Originally posted by aging blitzer
I'm not sure the same applies to molecules in coffee. On the pieces of paper, each point remains in sort of the same place relative to it's neighbours.
In the coffee, molecules
ABCDEFGH could be re-arranged to
BCDEFGHA and all be in different places


with regard to the isotherms and isobars, first prove that there ARE 2 points with the same te ...[text shortened]... sure) when measured exactly.
There are an infinite number of temperatures between 14C and 15C

True. But in both cases, I think that we're assuming we're dealing with a continuum. This was stated in the coffee cup problem, but even in the temperature/pressure case is a pretty good model. After all, when you get down to small enough scales 'pressure' and 'temperature' don't really make a lot of sense - how can you have either in the gap between molecules?

And if we're dealing with a continuum, temperature and pressure are continuous functions. So there's no problem.

Originally posted by mtthw
OK, I think this is sound (though there may be some gaps to fill)...

Assume the pressure varies (if it doesn't the problem is trivial). Choose a pressure between the minimum and maximum values. Plot the points where the pressure has this value. There will be at least one closed loop (because pressure varies continuously).

Now plot a graph of ho ...[text shortened]... temperature.

If so, we've found our two points with the same temperature and pressure.

your answer only accounts for the two variables independently. for example, points A and B have the same temperature. and points C and D have the same air pressure. you can't really prove that the points are coinciding.

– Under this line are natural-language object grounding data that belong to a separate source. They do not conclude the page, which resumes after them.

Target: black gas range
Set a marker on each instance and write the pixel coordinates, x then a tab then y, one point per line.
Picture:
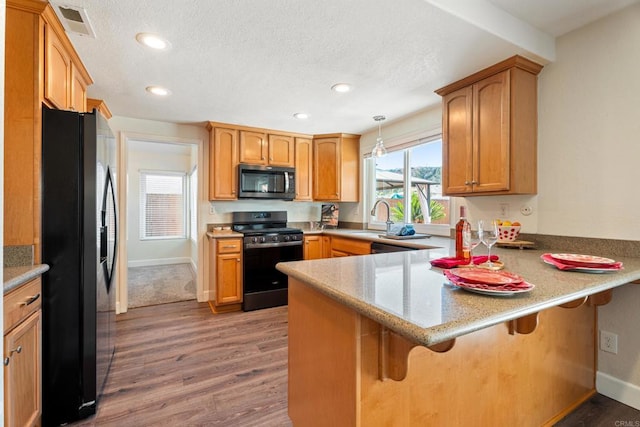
267	241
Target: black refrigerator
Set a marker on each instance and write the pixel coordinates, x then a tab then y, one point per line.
79	243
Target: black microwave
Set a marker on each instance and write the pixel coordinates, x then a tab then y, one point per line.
266	182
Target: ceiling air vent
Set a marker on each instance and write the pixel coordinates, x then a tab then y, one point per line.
75	20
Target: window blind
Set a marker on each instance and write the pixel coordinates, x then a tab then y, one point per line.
162	205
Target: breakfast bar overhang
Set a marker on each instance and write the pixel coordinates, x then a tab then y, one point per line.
382	340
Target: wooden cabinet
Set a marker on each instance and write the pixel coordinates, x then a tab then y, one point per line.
336	167
22	355
230	145
304	167
313	248
341	246
65	78
489	127
253	147
227	273
223	163
281	150
99	104
260	148
39	63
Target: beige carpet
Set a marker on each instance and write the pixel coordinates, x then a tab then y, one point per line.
161	284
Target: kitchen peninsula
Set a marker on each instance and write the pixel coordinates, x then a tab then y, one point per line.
382	340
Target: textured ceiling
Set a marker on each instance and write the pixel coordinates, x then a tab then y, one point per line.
258	62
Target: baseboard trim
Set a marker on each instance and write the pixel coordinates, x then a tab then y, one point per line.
159	261
623	392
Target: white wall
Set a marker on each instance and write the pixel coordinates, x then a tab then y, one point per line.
153	157
2	28
589	154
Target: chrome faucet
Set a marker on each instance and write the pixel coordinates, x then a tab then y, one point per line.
373	213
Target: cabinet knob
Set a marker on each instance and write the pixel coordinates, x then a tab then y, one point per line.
30	301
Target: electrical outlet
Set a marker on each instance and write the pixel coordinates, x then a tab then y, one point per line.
609	342
526	210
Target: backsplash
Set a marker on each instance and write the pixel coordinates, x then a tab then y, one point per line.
18	256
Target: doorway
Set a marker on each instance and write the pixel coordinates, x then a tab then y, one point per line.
160	221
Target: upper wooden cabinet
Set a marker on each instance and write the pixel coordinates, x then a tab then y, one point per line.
489	125
223	163
99	104
65	77
281	150
230	145
41	66
304	166
260	148
253	147
336	167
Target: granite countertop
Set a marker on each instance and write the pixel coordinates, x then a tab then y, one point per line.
402	291
16	276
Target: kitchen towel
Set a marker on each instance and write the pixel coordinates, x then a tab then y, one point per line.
450	262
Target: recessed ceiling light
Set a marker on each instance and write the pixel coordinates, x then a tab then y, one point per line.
158	90
341	87
153	41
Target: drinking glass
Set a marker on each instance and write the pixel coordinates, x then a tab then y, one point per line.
474	240
489	233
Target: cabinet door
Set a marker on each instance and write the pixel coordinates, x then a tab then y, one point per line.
491	124
312	248
223	164
228	278
281	150
57	70
303	165
457	148
326	247
22	373
326	169
253	148
78	98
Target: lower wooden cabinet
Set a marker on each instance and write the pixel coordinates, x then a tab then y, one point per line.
312	248
226	276
22	355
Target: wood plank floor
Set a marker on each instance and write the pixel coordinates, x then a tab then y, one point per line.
179	365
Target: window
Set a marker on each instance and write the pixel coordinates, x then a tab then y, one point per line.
412	168
162	205
193	204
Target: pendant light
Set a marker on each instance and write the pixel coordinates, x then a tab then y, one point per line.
379	150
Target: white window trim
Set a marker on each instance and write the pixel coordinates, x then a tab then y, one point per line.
396	144
143	237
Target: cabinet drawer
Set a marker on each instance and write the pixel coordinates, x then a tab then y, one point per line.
350	246
21	302
227	246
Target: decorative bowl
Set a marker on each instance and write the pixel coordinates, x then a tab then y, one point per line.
508	233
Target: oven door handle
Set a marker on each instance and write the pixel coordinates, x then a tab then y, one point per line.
271	245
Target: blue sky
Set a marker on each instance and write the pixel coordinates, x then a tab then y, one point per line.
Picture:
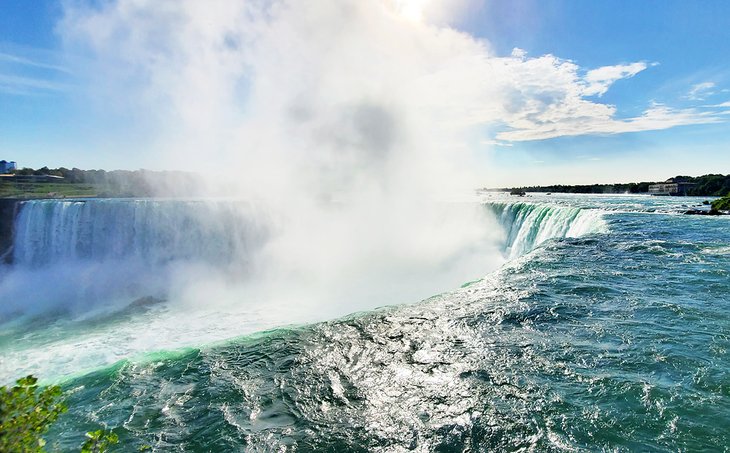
683	47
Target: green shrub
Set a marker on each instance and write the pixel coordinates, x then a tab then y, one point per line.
723	204
26	413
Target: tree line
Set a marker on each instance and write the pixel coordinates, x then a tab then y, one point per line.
706	185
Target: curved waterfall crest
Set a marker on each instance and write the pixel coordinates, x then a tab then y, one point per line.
152	231
527	225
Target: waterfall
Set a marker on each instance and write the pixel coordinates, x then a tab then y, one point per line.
526	225
151	231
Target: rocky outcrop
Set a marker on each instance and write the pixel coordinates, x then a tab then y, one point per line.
8	209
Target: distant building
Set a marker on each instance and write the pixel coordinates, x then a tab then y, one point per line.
670	187
7	167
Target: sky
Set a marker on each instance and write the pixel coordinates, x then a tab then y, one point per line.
588	92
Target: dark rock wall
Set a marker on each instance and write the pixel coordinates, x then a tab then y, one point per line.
8	209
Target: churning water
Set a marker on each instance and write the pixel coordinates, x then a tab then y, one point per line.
607	328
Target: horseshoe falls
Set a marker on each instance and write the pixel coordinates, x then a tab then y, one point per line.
602	324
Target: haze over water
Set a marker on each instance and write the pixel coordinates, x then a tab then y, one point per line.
338	283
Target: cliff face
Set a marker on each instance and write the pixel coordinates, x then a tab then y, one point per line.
8	208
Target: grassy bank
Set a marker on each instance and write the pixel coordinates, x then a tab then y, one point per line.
15	189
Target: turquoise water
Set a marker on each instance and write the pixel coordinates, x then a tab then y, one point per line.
608	328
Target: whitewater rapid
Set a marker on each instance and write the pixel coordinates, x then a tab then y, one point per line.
119	262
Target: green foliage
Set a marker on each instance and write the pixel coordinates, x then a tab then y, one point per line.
723	204
47	182
99	441
26	413
706	185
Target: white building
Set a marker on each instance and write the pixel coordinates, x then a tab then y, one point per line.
7	167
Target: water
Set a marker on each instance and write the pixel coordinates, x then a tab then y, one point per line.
606	329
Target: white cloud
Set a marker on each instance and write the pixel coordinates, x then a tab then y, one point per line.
700	91
598	81
21	85
24	61
720	105
305	67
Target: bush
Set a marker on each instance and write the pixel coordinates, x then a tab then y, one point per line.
26	414
723	204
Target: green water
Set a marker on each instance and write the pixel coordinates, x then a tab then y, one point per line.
616	340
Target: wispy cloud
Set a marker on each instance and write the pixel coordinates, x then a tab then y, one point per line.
23	75
720	105
20	85
598	81
16	59
548	98
700	91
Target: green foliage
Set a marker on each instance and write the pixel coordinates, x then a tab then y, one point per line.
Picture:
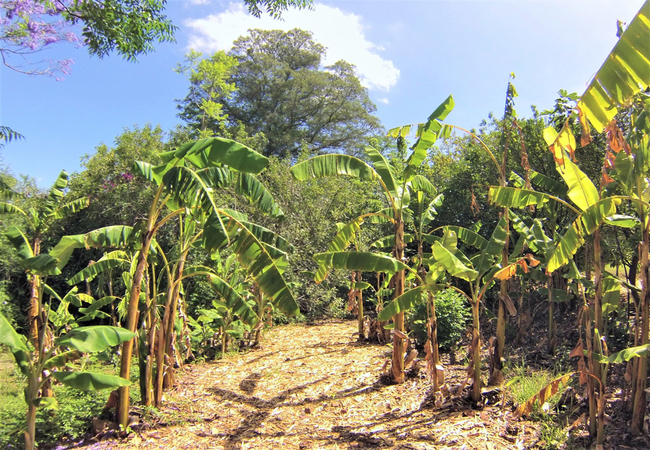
283	93
126	26
452	315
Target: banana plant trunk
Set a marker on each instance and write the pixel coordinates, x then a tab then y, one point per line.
639	399
476	350
552	337
131	323
359	293
433	340
399	345
34	319
168	324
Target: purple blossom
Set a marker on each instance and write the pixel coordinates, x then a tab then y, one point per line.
30	25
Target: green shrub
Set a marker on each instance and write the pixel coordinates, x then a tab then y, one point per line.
452	312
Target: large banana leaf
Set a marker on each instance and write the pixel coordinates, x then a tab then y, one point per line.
257	194
252	254
512	197
548	184
625	72
407	300
585	224
385	170
344	237
113	236
427	133
467	236
216	151
89	381
107	262
422	184
95	306
16	344
362	261
582	191
57	190
94	339
330	165
71	208
233	300
451	263
8	208
18	240
41	265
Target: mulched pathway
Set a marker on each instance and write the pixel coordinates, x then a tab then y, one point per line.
315	387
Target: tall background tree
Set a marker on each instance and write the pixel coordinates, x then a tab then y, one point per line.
283	91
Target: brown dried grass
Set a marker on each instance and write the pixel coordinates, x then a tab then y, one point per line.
315	387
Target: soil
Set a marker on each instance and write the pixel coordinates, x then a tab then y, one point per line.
316	387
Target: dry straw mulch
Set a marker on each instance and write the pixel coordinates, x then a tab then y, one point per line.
315	387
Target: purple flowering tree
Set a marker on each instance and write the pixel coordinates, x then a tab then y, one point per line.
29	26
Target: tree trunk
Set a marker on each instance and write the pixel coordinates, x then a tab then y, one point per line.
131	323
476	351
552	335
362	331
433	339
639	405
399	346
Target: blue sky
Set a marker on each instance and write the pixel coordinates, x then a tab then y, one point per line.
410	54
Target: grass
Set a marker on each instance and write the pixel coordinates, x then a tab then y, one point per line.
522	385
69	422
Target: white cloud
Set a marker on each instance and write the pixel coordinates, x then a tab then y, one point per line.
342	33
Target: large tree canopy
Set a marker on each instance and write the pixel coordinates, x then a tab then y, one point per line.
283	91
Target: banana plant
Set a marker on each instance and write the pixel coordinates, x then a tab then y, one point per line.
185	184
40	366
39	218
396	183
480	271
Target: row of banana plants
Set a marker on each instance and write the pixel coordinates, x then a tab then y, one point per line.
535	250
185	185
518	247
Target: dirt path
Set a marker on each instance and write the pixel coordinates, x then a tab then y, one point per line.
314	387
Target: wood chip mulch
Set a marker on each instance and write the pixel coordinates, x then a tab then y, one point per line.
315	387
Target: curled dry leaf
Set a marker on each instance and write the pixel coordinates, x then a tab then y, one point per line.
543	395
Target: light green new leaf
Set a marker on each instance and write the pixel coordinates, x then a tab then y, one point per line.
8	208
385	170
428	132
389	241
103	265
362	261
217	151
582	191
549	184
251	188
95	306
19	242
451	263
407	301
71	208
94	339
233	300
421	184
512	197
252	254
469	237
16	344
41	265
90	381
331	165
625	72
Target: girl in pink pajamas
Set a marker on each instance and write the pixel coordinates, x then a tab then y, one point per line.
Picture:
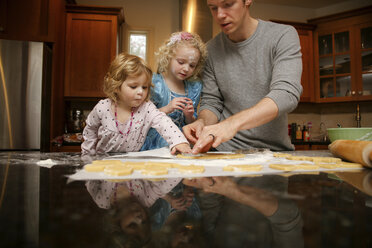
120	123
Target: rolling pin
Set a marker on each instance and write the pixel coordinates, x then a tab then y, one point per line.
353	151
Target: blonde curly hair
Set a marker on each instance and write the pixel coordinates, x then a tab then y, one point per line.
167	51
122	67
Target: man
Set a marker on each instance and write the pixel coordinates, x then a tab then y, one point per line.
251	81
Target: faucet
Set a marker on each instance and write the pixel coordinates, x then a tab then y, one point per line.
358	118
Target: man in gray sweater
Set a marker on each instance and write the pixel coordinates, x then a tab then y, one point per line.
252	80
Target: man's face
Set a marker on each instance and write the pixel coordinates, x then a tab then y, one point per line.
229	14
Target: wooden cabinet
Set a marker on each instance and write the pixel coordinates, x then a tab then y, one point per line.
33	20
92	42
305	33
343	56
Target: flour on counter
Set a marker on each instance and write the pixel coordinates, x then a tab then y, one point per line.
46	163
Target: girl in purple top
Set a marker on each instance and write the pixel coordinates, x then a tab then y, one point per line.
120	123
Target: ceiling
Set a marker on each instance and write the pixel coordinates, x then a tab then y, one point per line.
312	4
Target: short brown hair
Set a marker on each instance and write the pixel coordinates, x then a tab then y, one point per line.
122	67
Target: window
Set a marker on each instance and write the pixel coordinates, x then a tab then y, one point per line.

Originally posted by Stockton
your answer only accounts for the two variables independently. for example, points A and B have the same temperature. and points C and D have the same air pressure. you can't really prove that the points are coinciding.

No, it doesn't.

In the first step I'm restricting to points with the same pressure. So when I then find two of them with the same temperature, they have the same value of each.